Oleh : Faisal Efendi
BAB I
PENDAHULUAN
Segala puji bagi Allah, kami memuji-Nya, memohon pertolongan-Nya,
memohon ampunan-Nya, serta bertobat kepada-Nya. Aku bersaksi bahwa Muhammad
adalah hamba dan utusannya. Selamat dan sejahtera semoga melimpah kepadanya,
kepada keluarganya, para sahabatnya dan para pengikutnya.
Sesungguhnya ilmu tauhid adalah ilmu yang paling mulia dan paling agung
kedudukannya. Setiap muslim wajib mempelajari, megetahui dan memahami ilmu
tersebut, karena merupakan ilmu tentang Allah SWT, tentang asma-asma-Nya,
sifat-sifat-Nya, dan hak-hak-Nya atas semua hamba-Nya. Ilmu tauhid juga
merupakan kunci jalan menuju Allah, serta dasar syariat-Nya.

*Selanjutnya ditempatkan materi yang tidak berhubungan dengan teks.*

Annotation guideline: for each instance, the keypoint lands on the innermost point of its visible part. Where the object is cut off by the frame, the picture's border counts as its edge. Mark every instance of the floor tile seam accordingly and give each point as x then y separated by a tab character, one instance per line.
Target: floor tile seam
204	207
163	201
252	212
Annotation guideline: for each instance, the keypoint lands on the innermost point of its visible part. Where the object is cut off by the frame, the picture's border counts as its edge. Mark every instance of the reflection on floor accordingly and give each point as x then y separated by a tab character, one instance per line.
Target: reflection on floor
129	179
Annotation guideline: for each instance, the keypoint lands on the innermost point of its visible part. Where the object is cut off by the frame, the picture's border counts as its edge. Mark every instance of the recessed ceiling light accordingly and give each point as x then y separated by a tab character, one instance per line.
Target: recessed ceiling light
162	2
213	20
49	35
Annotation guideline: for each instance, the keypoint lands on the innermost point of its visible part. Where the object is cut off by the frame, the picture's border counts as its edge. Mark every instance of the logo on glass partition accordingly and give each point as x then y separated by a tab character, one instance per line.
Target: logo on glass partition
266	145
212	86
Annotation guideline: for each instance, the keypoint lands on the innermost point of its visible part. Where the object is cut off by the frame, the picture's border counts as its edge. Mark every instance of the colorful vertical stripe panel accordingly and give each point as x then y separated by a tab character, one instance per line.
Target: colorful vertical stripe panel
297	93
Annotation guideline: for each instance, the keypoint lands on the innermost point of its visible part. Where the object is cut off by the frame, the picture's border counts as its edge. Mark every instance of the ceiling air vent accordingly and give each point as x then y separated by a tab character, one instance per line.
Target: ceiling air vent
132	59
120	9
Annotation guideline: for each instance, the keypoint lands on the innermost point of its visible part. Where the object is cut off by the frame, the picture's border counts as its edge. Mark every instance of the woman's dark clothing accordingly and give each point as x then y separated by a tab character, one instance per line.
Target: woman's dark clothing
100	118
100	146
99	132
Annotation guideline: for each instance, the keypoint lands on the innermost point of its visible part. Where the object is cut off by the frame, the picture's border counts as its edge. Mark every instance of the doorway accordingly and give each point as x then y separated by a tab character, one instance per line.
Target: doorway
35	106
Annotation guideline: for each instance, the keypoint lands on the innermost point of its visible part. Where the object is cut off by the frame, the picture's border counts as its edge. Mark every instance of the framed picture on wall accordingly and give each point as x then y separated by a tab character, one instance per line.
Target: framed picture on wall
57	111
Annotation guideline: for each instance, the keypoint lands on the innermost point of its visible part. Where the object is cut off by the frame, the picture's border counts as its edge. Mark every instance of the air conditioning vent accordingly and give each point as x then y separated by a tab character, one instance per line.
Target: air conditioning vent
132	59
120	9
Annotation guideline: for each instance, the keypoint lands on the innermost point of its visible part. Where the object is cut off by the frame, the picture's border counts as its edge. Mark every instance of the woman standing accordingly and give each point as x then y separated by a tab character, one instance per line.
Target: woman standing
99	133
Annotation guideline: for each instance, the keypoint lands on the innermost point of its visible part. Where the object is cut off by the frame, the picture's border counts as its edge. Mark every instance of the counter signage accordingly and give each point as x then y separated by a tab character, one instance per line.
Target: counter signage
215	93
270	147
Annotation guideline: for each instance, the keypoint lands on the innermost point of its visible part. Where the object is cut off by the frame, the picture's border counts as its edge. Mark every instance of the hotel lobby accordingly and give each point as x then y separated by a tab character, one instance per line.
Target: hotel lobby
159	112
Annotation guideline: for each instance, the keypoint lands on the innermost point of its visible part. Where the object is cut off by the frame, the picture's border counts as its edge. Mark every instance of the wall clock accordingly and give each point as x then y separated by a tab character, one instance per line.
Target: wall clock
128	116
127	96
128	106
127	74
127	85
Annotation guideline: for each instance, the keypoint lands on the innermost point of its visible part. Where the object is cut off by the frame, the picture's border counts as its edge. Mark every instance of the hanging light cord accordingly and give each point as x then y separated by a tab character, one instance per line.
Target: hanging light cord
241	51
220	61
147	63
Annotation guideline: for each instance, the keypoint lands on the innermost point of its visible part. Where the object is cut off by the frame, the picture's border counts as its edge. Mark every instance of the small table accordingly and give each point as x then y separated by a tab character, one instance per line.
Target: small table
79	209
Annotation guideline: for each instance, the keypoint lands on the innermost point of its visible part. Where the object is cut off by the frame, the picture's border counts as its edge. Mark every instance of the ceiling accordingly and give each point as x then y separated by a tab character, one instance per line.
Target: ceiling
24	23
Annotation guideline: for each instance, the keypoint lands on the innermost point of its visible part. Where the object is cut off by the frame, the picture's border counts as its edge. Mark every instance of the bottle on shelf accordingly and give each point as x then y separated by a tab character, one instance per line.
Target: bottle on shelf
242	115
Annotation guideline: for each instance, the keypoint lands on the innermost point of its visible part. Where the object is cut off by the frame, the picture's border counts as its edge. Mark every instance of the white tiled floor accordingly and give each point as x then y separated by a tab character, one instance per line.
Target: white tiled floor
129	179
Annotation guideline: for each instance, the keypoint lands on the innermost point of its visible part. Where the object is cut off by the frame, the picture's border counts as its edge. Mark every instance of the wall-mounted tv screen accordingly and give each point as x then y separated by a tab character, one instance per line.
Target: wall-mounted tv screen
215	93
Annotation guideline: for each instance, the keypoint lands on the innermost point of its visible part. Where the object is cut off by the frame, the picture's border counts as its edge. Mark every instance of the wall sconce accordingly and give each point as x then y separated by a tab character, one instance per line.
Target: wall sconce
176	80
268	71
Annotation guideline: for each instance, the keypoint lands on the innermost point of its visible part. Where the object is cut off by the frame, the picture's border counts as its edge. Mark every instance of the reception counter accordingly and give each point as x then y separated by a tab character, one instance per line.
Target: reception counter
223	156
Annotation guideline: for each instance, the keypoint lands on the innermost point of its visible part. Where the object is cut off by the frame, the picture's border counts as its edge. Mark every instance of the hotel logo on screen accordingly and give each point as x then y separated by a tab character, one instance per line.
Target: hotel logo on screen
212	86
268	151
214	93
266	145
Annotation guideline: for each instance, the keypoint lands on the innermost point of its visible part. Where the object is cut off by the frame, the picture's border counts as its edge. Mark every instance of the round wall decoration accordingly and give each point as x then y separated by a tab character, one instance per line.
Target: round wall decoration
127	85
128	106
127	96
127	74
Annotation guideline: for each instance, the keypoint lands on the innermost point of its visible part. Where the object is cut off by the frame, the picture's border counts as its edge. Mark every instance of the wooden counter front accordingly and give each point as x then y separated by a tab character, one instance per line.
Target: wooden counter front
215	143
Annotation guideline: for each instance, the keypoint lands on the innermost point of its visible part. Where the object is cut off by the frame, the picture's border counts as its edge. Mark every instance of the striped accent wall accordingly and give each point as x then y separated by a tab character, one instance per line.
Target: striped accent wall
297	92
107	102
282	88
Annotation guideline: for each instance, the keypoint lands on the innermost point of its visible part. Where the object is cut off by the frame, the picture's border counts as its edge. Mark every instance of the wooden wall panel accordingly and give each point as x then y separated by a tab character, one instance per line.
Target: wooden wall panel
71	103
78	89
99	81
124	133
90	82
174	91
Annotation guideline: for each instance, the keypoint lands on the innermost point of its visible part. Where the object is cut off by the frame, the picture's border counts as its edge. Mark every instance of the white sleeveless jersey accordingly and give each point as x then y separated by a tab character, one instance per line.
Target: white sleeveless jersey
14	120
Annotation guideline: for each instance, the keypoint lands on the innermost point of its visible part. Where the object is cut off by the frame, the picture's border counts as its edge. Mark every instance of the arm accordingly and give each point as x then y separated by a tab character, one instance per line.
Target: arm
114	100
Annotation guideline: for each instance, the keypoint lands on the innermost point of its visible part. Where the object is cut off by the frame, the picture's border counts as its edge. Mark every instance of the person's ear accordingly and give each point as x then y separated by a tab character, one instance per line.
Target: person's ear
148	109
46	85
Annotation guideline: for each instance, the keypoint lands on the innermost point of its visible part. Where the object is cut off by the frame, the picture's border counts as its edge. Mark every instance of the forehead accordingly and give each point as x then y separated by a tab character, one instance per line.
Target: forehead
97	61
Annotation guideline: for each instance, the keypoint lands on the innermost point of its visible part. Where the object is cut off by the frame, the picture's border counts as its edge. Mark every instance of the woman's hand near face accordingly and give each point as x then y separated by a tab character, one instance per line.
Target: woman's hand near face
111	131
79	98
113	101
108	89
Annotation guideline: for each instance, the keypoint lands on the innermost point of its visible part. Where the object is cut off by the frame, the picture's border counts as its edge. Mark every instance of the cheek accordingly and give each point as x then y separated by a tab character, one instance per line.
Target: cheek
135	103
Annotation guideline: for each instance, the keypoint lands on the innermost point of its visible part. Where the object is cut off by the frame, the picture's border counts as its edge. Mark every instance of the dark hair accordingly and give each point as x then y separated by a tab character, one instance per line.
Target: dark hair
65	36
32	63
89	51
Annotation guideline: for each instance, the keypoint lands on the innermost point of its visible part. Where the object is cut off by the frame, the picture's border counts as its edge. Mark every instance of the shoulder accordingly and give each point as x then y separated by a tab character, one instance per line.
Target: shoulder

Oleh karena itu
para Rasul bersepakat untuk mendakwahkannya kepada seluruh manusia. Allah
mempersaksikan keesaan pada diri-Nya. Demikian juga para malaikat dan ahli
ilmu. Allah berfirman:
“Allah menyatakan bahwasanya tidak ada
Tuhan melainkan Dia (yang berhak disembah), yang menegakkan keadilan. Para
Malaikat dan orang-orang yang berilmu (juga menyatakan yang demikian itu). tak
ada Tuhan melainkan Dia (yang berhak disembah), yang Maha Perkasa lagi Maha
Bijaksana.” (QS. Al-Imran: 18).
BAB II
TAUHID RUBUBIYAH, TAUHID ULUHIYAH
DAN TAUHID UBUDIYAH
Kata tauhid berasal dari kata
wahhada yuwahhidu tauhîdan, yang berarti menjadikan-Nya satu. Kata tauhid
secara istilah didefenisikan sebagai “mengesakan Allah SWT” Tuhan sembahan dengan
segala nama, sifat dan perbuatan-Nya.
Berdasarkan produk sejarah,
permasalahan-permasalahan dalam ilmu kalam, dan untuk memudahkan dalam
mempelajari dan memahami tentang tauhid, serta secara teoritis tauhid dapat
diklarifikasikan dalam tiga jenis, yaitu sebagai berikut:
Pertama: Tauhid Rububiyah
Rububiyah adalah kata yang
dinisbatkan kepada salah satu nama Allah SWT, yaitu “Rabb”. Nama ini mempunyai
beberapa arti, antara lain: al-Murabbi (pemelihara), al-Nashir (penolong),
al-Malik (pemilik), al-Muslih (yang memperbaiki), al-Sayyid (tuan), dan al-Wali
(wali). Sedangkan menurut istilah tauhid rububiyah berarti “percaya bahwa hanya
Allah-lah satu-satunya pencipta, pemilik, pengendali alam raya yang dengan
takdirnya Ia menghidupkan dan mematikan serta mengendalikan alam dengan
sunnah-sunnah-Nya.[1]
Allah SWT berfirman:
“Ingatlah, menciptakan dan memerintah hanyalah
hak Allah. Maha suci Allah, Tuhan semesta alam.” (QS. Al-A’raaf: 54).[2]
Tauhid Rububiyah mencakup
dimensi-dimensi keimanan berikut ini:
Pertama
: Beriman kepada perbuatan-perbuatan Allah yang bersifat umum. Misalnya
menciptakan, memberi rezeki, menghidupkan, mematikan, menguasai, dan lain-lain.
Kedua
: Beriman kepada takdir Allah.
Ketiga
: Beriman kepada Zat Allah SWT.[3]
Landasan Tauhid Rububiyah adalah
dalil-dalil berikut ini:
“Segala puji bagi Allah, Tuhan
semesta alam.” (QS. Al-Fatihah: 1).
Apakah mereka diciptakan tanpa
sesuatupun ataukah mereka yang menciptakan (diri mereka sendiri)? (QS.
At-Thuur: 35).
Runtut pembuktian akal sehat atas
ayat ini adalah bahwa ada tiga asumsi yang mungkin dapat diterima secara logis
disini, yaitu:
Asumsi pertama
: Mereka diciptakan dari ketiadaan. Ini secara mutlak jelas tidak
mungkin, karena ketiadaan kontra kewujudan.
Asumsi kedua
: Mereka adalah pencipta-pencipta. Ini tentu
mustahil karena mengansumsikan kewujudan sesuatu pada saat ketiadaannya.
Asumsi ketiga
: Ada pencipta selain mereka, yaitu Allah SWT.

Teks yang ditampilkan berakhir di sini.